How to: Straighten your spine while sitting, then slowly bend your neck backward and forward. Until the injury has fully healed, only move in a range of motion that is pain-free, and make an effort to widen your range of motion with each activity. Repeat 10 reps without feeling any pain. 

Restore shoulder mobility in Step 4

It’s time to get your shoulder moving after your neck is back in motion.

How to: Lie on the floor or a table. Slowly move your shoulder through its full range of motion, flexing it (with your arm overhead) and extending it (with your arm by your side). 10 reps should not cause any pain. Next, slowly extend your arm at an angle above your head and across your body. Again, complete 10 reps without feeling any pain.

Step 5: Glide your nerves

Any lingering nerve-related problems brought on by the stringer will be cleaned up by the Nerve Glide.

The correct way to do this is to sit up straight, bend your elbow, tuck it to your side, and hold your palm up towards your shoulder as if you were holding a tray of food. When your arm is fully extended, spin it slowly so that your palm is facing backward. Tilt your head towards your shoulder as you straighten your arm. To get back to the starting position, slowly rotate your arm in the opposite direction, bend your elbow, and straighten your neck. 10 repetitions per side.


That’s a stinger, then. It’s briefly uncomfortable and a little frightening due to the numbness in your arm or neck, but it’s really just a minor injury. But like with all wounds, if a stinger isn’t allowed to fully heal, the possibility of long-term nerve damage makes it considerably more dangerous.

Stringer in Football FAQs

1) How should a football stinger be treated?

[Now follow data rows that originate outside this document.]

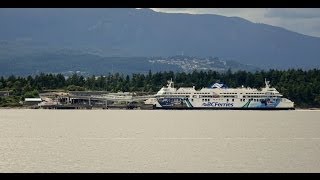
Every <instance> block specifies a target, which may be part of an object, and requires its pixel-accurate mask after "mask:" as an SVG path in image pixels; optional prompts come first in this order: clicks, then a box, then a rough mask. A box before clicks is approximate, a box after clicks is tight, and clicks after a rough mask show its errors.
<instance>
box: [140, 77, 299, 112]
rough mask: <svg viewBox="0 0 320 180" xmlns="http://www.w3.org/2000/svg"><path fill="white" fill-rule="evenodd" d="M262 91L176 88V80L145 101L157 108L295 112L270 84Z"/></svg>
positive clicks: (237, 89)
mask: <svg viewBox="0 0 320 180" xmlns="http://www.w3.org/2000/svg"><path fill="white" fill-rule="evenodd" d="M265 83H266V87H265V88H262V89H261V90H258V89H252V88H244V87H241V88H226V87H224V84H219V83H215V84H214V85H213V86H212V87H210V88H202V89H201V90H195V87H194V86H193V87H192V88H190V87H189V88H188V87H187V88H179V89H178V90H177V89H176V88H174V86H173V81H172V80H171V81H168V85H167V87H162V88H161V89H160V91H158V93H157V94H156V95H155V98H150V99H148V100H146V101H145V103H146V104H152V105H153V106H154V108H156V109H234V110H287V109H294V102H292V101H291V100H289V99H287V98H283V97H282V95H281V94H280V93H279V92H278V91H277V90H276V89H275V88H271V87H270V85H269V81H266V80H265Z"/></svg>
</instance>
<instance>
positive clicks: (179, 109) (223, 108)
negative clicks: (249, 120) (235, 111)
mask: <svg viewBox="0 0 320 180" xmlns="http://www.w3.org/2000/svg"><path fill="white" fill-rule="evenodd" d="M155 108H156V109H165V110H295V108H294V107H292V108H290V107H288V108H276V107H263V108H261V107H248V108H242V107H238V108H235V107H233V108H228V107H225V108H221V107H220V108H216V107H210V108H205V107H192V108H188V107H155Z"/></svg>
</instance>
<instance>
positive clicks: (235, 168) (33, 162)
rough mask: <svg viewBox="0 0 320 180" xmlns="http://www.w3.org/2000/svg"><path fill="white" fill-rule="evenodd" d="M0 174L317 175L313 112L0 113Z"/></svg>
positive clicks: (60, 110)
mask: <svg viewBox="0 0 320 180" xmlns="http://www.w3.org/2000/svg"><path fill="white" fill-rule="evenodd" d="M0 172H320V111H310V110H309V111H308V110H294V111H229V110H221V111H219V110H199V111H198V110H192V111H188V110H31V109H30V110H29V109H0Z"/></svg>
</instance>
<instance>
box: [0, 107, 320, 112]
mask: <svg viewBox="0 0 320 180" xmlns="http://www.w3.org/2000/svg"><path fill="white" fill-rule="evenodd" d="M2 109H34V108H30V107H0V110H2ZM41 109H43V108H39V110H41ZM117 109H121V108H114V109H113V108H112V109H102V108H92V109H69V110H117ZM34 110H38V109H34ZM49 110H50V109H49ZM52 110H54V109H52ZM55 110H65V109H55ZM121 110H132V109H121ZM135 110H149V109H135ZM151 110H152V109H151ZM186 110H187V109H186ZM205 110H207V109H205ZM208 110H211V109H208ZM214 110H225V109H214ZM230 110H232V109H230ZM243 110H244V111H245V110H246V109H243ZM250 110H251V109H250ZM294 110H298V111H300V110H310V111H320V108H295V109H294ZM257 111H258V110H257Z"/></svg>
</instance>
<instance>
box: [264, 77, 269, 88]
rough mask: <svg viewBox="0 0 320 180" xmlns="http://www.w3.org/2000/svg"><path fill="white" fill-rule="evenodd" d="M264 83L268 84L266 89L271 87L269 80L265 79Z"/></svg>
mask: <svg viewBox="0 0 320 180" xmlns="http://www.w3.org/2000/svg"><path fill="white" fill-rule="evenodd" d="M264 83H265V84H266V88H269V87H270V81H267V78H264Z"/></svg>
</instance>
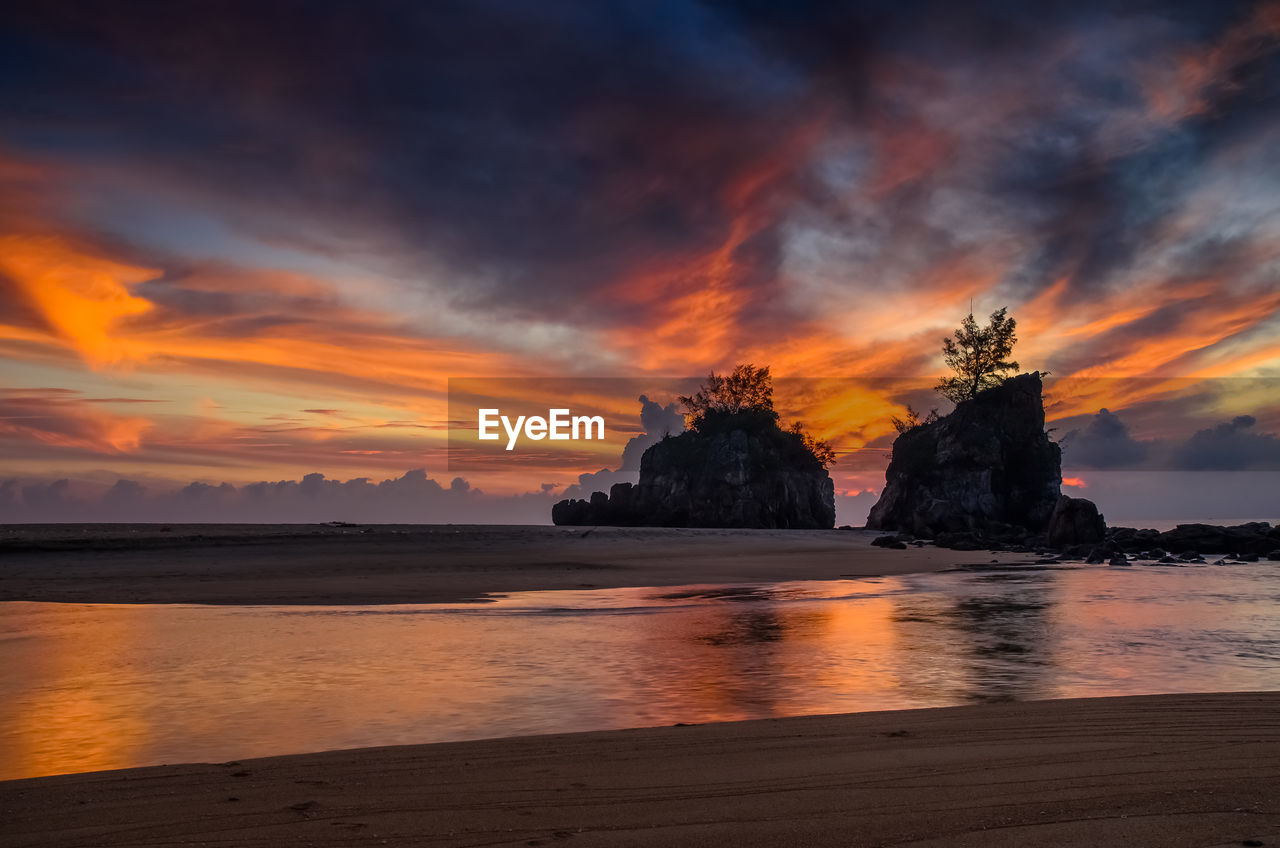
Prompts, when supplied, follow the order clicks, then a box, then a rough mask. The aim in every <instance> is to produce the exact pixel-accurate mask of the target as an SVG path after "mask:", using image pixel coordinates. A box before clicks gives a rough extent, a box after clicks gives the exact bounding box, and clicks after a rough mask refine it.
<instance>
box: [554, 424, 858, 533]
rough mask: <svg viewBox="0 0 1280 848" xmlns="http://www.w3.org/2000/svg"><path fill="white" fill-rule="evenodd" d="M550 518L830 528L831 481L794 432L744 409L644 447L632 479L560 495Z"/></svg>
mask: <svg viewBox="0 0 1280 848" xmlns="http://www.w3.org/2000/svg"><path fill="white" fill-rule="evenodd" d="M552 521H554V523H556V524H577V525H584V524H589V525H594V524H603V525H632V526H634V525H644V526H733V528H832V526H835V524H836V497H835V484H833V483H832V480H831V477H829V475H828V474H827V470H826V469H824V468H823V466H822V464H820V462H819V461H818V460H815V459H814V457H813V455H812V453H810V452H809V451H808V450H806V448H805V446H804V442H803V441H801V439H800V437H797V436H796V434H795V433H791V432H788V430H783V429H781V428H780V427H778V425H777V423H776V421H773V420H767V421H760V420H753V419H751V418H750V416H746V418H744V419H742V420H739V421H730V423H728V424H727V425H726V427H721V428H717V429H716V430H714V432H710V433H705V432H703V433H700V432H694V430H686V432H685V433H681V434H680V436H675V437H668V438H664V439H663V441H660V442H658V443H657V444H654V446H652V447H649V450H646V451H645V452H644V455H643V456H641V459H640V483H639V484H636V485H632V484H630V483H617V484H614V485H613V488H612V489H611V491H609V494H604V493H603V492H596V493H594V494H593V496H591V500H590V501H561V502H559V503H557V505H556V506H554V507H553V509H552Z"/></svg>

For the first few days, you can reduce any swelling by applying an ice pack or a cold compress for 20 minutes every two to three hours. medications that fight inflammation. Painkillers (such as ibuprofen or paracetamol) can help reduce discomfort and swelling in the shoulder and neck. stretching exercises.

2) How much time do stingers last?

Although they often last a few seconds to minutes, they may last for hours, days, or even longer. The searing or electric shock sensation is one of a stinger’s most typical symptoms. The damage was followed by instant arm weakness and numbness.

3) How long does it take a stinger to heal?

Injuries to the brachial plexus heal on their own. Burners and stingers typically cause pain that subsides in a matter of seconds or minutes, but the weakness and stiffness they cause might last for hours or even days. Following are some possible remedies for stiffness and weakness: a gentle collar to safeguard the neck.

4) Are stingers uncomfortable?

A stinger is a scorching pain or electric shock-like sensation that travels down one arm. The nerves in the neck and shoulders are impacted by these excruciating injuries. They may also have an impact on spinal cord-derived nerves in the neck.